In imitation learning, Bayesian approaches are widely applied for encoding robotic skills. However, most existing works focus on tasks represented in Euclidean spaces, which cannot properly characterize non-Euclidean behaviours such as robot orientation. In this paper, we propose an intrinsic Bayesian scheme for learning dynamical models on product manifolds, enabling effective learning of pose-related tasks. First, an intrinsic weighted-metric is presented for statistical analysis on product manifolds. Its validity is rigorously proven by satisfying metric axioms. Then, to decouple the constrained multi-output system without increasing computational complexity, a manifold dynamical model of the sub-system is proposed using parallel transport across local charts, ensuring geometric consistency. After that, the manifold Gaussian process is developed by incorporating the intrinsic weighted metric, significantly improving regression accuracy.
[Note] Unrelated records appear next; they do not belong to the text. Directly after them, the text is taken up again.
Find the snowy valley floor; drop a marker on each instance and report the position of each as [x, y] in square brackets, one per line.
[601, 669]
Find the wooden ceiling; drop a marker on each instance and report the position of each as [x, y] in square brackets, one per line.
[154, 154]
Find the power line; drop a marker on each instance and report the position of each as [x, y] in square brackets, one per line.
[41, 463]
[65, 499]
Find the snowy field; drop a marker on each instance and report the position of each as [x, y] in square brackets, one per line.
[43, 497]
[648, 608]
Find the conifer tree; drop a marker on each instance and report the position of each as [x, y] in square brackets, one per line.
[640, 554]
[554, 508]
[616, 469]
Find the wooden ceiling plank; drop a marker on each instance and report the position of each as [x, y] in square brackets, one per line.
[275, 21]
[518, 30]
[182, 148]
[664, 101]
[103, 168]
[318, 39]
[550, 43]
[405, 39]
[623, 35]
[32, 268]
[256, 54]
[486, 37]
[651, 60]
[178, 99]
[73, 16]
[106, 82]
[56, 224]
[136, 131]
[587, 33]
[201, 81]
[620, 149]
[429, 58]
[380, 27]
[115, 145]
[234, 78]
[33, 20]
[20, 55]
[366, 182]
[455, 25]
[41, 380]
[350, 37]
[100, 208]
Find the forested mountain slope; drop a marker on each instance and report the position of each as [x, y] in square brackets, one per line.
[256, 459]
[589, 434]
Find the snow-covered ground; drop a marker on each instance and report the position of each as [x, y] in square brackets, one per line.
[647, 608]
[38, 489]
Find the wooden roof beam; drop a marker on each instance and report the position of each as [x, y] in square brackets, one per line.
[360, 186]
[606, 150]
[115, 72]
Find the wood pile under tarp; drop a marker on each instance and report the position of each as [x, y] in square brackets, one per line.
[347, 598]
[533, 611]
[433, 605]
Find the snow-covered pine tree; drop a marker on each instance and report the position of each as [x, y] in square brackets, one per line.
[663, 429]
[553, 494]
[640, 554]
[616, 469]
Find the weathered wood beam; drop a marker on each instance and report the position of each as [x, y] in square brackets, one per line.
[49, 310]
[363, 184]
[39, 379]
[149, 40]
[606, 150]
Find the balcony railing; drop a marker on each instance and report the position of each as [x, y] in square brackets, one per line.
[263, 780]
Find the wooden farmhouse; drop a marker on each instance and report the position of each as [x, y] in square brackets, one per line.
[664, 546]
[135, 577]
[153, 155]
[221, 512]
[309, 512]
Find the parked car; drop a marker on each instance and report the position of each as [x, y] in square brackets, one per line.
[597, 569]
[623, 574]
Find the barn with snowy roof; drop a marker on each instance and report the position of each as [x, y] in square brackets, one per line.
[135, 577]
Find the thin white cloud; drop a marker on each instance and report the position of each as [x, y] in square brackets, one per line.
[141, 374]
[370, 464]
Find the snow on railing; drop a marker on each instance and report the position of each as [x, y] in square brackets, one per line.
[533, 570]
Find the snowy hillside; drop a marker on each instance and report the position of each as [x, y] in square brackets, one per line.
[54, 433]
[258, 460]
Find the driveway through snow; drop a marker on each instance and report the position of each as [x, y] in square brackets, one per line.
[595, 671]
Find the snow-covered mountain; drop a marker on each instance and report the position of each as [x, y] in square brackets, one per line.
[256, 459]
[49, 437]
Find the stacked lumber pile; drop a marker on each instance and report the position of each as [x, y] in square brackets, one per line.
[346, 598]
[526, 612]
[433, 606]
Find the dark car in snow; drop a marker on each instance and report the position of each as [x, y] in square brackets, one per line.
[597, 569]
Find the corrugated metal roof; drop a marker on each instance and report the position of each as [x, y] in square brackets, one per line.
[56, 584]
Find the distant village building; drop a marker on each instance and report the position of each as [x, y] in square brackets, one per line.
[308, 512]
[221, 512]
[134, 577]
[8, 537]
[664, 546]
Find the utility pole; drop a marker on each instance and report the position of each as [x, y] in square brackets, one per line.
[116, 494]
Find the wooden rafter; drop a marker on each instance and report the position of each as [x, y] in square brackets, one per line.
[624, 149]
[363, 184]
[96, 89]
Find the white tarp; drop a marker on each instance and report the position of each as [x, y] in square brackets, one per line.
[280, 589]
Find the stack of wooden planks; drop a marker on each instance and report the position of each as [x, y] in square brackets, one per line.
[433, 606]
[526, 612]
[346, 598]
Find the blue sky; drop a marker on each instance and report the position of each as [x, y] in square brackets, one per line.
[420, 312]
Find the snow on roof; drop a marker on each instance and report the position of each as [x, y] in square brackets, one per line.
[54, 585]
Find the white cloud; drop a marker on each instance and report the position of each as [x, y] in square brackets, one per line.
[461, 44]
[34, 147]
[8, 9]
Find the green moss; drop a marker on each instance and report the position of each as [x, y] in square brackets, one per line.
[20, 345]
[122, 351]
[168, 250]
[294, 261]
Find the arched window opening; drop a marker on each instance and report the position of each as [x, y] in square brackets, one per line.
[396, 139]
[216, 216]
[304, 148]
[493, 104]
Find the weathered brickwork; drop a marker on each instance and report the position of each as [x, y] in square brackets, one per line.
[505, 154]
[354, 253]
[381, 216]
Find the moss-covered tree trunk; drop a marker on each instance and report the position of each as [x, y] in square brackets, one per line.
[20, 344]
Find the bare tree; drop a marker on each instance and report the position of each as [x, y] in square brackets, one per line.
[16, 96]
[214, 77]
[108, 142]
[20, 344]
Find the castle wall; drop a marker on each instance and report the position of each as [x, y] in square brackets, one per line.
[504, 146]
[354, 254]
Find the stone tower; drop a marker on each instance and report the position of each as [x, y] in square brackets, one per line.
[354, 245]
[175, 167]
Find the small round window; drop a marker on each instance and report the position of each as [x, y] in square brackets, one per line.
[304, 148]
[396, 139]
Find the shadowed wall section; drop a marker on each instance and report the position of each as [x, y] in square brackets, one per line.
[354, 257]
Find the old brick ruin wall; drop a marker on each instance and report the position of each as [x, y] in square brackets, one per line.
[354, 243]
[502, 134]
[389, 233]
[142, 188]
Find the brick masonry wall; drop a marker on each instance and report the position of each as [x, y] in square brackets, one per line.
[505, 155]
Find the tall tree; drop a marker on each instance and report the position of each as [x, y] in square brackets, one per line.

But the computational complexity of this approach is constrained by the size of the covariance matrix, particularly for large datasets. To further enhance the calculation efficiency, manifold sparse Bayesian learning is proposed by considering sparse priors. Finally, simulations and experimental studies show the effectiveness and accuracy of the proposed Bayesian scheme on product manifolds.
稀疏贝叶斯学习在积流形上的动态建模
在模仿学习中,贝叶斯方法被广泛应用于机器人技能编码。然而,大多数现有的工作都集中在欧几里得空间中表示的任务上,这不能正确地表征机器人方向等非欧几里得行为。在本文中,我们提出了一种内在贝叶斯方案来学习产品流形上的动态模型,从而能够有效地学习与姿态相关的任务。首先,提出了一种用于乘积流形统计分析的内禀加权度量。它的有效性通过满足度量公理得到了严格证明。然后,为了在不增加计算复杂度的情况下解耦约束的多输出系统,在保证几何一致性的前提下,采用局部图并行传输的方法建立了子系统的流形动力学模型。在此基础上,结合本征加权度量发展了流形高斯过程,显著提高了回归精度。但是这种方法的计算复杂度受到协方差矩阵大小的限制,特别是对于大型数据集。为了进一步提高计算效率,提出了考虑稀疏先验的流形稀疏贝叶斯学习方法。最后,仿真和实验研究表明了所提贝叶斯方案在积流形上的有效性和准确性。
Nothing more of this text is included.